JPH08206940A - Numerical control device - Google Patents

Abstract

PURPOSE: To perform manual operation work by using a dimension recorded on a work drawing as it is when cutting work is performed by operator operation using a push button or a pulse handle. CONSTITUTION: A numerical control device is provided with a display control part 13 to display a machine coordinate position on which numerical control is performed when cutting work is performed by operator operation using a push button or a pulse handle, a tool diameter setting part 9 to set a tool diameter correction value, a cutting point setting part 11 to indicate a cutting point of a tool and a correction vector operation part 10 to calculate a correction vector up to a cutting point of the tool from the tool center on the basis of data from the tool diameter setting part 9 and the cutting point setting part 11. When a machine coordinate position is displayed by the display control part 13, it is displayed by adding a result of the correction vector operation part 10.

Description

Detailed Description of the Invention

[0001]

BACKGROUND OF THE INVENTION 1. Field of the Invention The present invention relates to a numerical control device having a manual operation function for performing cutting by an operator using a push button or a pulse handle.

[0002]

2. Description of the Related Art In a conventional numerical control device having a manual operation function, the current position display for displaying the coordinate position of a machine to be numerically controlled is output from a position detector for detecting the machine coordinate position or changes momentarily.
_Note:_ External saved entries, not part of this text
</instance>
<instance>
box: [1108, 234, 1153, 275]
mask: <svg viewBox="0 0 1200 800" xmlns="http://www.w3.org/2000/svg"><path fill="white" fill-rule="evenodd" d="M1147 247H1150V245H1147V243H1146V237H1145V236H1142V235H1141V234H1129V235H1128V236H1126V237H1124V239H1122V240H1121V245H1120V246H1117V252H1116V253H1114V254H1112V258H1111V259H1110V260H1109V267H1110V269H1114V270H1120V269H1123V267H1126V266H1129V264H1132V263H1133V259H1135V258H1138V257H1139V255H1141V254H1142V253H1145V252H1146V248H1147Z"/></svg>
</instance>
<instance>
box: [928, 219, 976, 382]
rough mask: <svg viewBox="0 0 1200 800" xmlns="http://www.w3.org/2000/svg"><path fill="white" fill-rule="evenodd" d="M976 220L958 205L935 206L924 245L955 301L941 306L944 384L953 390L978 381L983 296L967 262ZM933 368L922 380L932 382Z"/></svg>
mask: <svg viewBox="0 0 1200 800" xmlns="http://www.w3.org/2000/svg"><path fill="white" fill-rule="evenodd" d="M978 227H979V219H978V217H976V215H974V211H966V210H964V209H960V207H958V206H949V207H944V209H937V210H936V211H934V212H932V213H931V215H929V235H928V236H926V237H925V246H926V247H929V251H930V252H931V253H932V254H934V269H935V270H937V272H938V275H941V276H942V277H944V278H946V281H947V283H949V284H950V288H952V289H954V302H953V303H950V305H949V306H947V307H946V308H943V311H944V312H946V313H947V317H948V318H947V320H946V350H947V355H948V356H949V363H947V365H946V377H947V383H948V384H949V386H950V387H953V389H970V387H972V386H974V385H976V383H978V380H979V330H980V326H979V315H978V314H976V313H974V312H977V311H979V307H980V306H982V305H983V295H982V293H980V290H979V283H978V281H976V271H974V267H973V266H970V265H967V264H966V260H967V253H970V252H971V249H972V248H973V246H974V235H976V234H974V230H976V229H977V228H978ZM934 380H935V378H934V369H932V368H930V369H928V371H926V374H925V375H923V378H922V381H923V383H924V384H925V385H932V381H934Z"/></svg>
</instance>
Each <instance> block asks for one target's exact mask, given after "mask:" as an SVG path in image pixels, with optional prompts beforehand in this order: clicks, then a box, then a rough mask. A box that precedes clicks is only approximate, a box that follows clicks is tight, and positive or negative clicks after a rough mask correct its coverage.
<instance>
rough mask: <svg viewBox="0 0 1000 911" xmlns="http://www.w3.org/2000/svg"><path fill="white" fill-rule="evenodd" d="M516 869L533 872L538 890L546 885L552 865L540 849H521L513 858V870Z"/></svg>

It was displayed using the position command value. As for the displayed coordinate system, for example, in a machining center, a method of displaying the center position of the main axis as the current position of the coordinate system has been used. Therefore, the display of the current position displays the center position of the spindle as the current position of the coordinate system, so that the operator can recognize the current position is the center coordinates of the tool mounted on the spindle. That is, when the side surface machining of the workpiece is performed according to the dimensions described in the machining drawing by using the tool such as the end mill by the operator operation using the push button or the pulse handle, the cutting point of the tool is displaced by the radius of the tool. Therefore, it is necessary to calculate the position offset by the radius of the tool with respect to the dimension described in the machining drawing, and perform machining using the calculated coordinate position. An example of the conventional technique will be described below with reference to the block diagram of FIG.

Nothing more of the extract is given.